社会全体で「ロジスティックス」の最適化を
「首都圏物流は、小売り、スーパー、ドラックストア、工場などへの配送がメインです。配送時間は午前中が大半で、午後は体が開いている。埼玉県内に約150台のトラックが走っている。県内配送であれば、交代でやれば対応できる。フードパントリーは、『余白』を使った活動なのです」
駒形さんは、物流会社に限らず、どの会社にも多かれ少なかれ『余白』は存在するという。『余白』をうまく繋ぐことができれば、もっとよい社会になるのではと考える。

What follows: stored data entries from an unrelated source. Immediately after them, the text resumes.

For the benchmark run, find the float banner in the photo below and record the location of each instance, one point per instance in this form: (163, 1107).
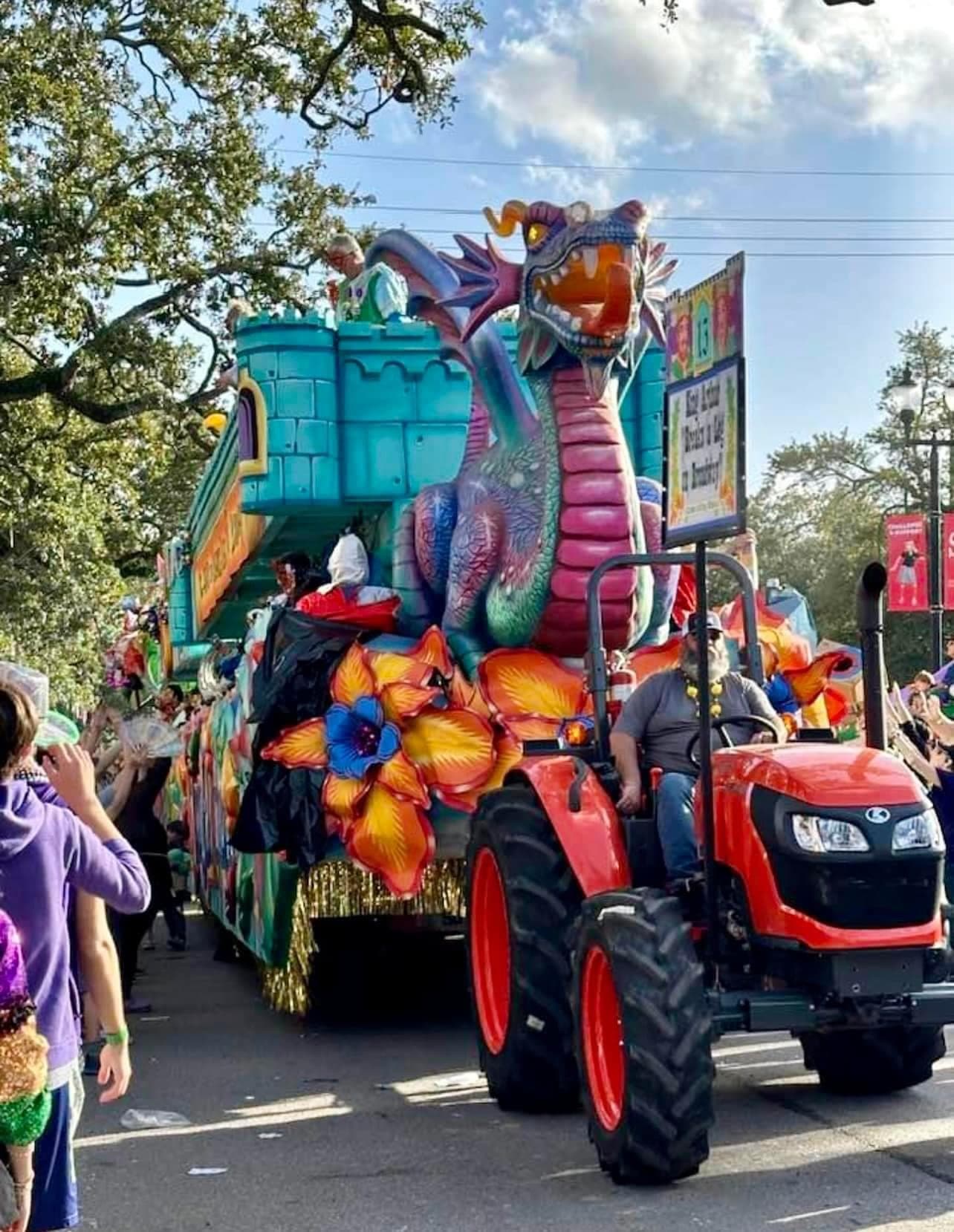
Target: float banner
(950, 562)
(907, 576)
(705, 497)
(228, 545)
(704, 325)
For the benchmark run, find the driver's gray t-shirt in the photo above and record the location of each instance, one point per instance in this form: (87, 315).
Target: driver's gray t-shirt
(663, 717)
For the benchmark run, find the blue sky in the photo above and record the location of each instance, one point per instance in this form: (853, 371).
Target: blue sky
(737, 84)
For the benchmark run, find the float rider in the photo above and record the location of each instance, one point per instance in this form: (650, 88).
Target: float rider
(375, 295)
(656, 729)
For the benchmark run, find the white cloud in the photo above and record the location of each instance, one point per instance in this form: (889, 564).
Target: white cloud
(600, 76)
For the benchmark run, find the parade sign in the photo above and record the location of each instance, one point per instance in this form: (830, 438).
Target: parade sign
(230, 544)
(907, 581)
(705, 411)
(704, 476)
(704, 325)
(950, 562)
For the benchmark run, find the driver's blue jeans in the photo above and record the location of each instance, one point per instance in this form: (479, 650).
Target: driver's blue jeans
(675, 824)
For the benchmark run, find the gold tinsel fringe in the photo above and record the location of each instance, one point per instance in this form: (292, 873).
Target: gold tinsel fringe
(338, 890)
(286, 988)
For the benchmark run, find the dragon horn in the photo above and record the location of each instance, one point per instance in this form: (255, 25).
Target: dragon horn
(512, 213)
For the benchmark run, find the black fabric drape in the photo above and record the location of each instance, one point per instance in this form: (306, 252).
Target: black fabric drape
(282, 809)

筆者も、たしかにそのとおりだと思う。しかし、『余白』を生かすためには、『調整』という新たなコストが発生する。誰かがビジョンを掲げ、旗振り役になり、利害関係を丁寧に調整していかなければならない。
それこそ行政機関の仕事ではないかとの声もあるだろう。しかし、今度は「縦割りの壁」が立ちはだかる。仮に、「政策としてのロジスティックス」を誰が立案するのかと考えてみよう。国の省庁でいえば、物流は「国土交通省」、食品は「農林水産省」、環境問題は「環境庁」、ひとり親支援は「厚生労働省」、産業振興は「経済産業省」と見事な縦割りである。これに加えて、税制優遇などのインセンティブを検討することになれば「財務省」の役割となる。
現状、フードパントリー活動は、食品ロスの視点から農水省、生活困窮者支援の視点から厚労省が取組を進めているものの、「政策としてのロジスティックス」を考えていこうとすると、国交省を抜きにして話が進むとも考えにくい。元政策担当者としては、頭の痛くなる話ではある。
とはいえ――、これだけ多くのアクターが関係者となるケースも珍しい。見方を変えれば、それだけ多くの関係者が興味関心をもって関わる可能性のあるプロジェクトでもある。10年後、どうなっているのか。しばらくは、目を離せないなと思う。